The work “The Tractor” is a paradoxical ritual, performed in the bucolic landscape of the Greek countryside, with its central pursuit being the exploration of meanings surrounding desire and human relationships. It plays with the boundaries between pleasure and arousal, vulnerability and empowerment, and invites us to reconsider concepts such as self-acceptance and mutual acceptance. Through an original use of otherwise deeply traditional elements of heritage, it sheds light—in a profoundly contemporary way—on pressing questions of our time, such as issues of self-determination, and of sexual and gender-based violence, which are constantly under social and political scrutiny, making the violence surrounding them a part of everyday experience.

In a symbolic rural setting, before a small chapel, a body lies on the back of a tractor. A clarinet plays laments and wedding songs in its honor. Gradually, the space is transformed into a world of ritual, as the body awakens and begins to interact with the tractor as if it were a lover. Within this ritualistic action, we witness a symbolic union between body and machine—a wedding—and ultimately, the transformation of the tractor into a totem, using natural materials.

Dramaturgically, the work unfolds along three main axes: agricultural practices, ritual customs and traditions, and the deeper exploration of human desire. The choreography, scenography, and music are constructed on the foundation of traditional rituals such as marriage, funeral rites, the procession of the Epitaphios, Easter, and consecration.

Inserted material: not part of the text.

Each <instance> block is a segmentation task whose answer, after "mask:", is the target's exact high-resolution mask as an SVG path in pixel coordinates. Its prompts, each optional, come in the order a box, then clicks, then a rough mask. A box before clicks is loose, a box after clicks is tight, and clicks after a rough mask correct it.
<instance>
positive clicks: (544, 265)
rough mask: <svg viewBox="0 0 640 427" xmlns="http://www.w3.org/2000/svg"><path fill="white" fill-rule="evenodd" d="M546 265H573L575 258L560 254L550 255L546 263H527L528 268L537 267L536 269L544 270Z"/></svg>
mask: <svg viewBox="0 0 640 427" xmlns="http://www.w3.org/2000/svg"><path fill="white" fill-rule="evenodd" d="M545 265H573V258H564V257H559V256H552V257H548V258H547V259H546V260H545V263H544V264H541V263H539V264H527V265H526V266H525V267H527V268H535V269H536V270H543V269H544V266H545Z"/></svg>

Elements such as the decoration of the tractor with materials from the surrounding area, its circular movement in harmony with the body and its operator, and the sound of the clarinet—sometimes mournful, sometimes festive—form the performative identity of the piece.

The soundscape of the work is rooted in Greek musical tradition, featuring laments and wedding songs performed live by a clarinetist. As the performance evolves, these sounds are transformed through sound design into dreamlike textures, constructing an aural world of ritual and myth that contrasts with the heavy drone of the tractor’s engine. In the climax, the bell, the clarinet, and the tractor come together to compose a sonic atmosphere of resurrection.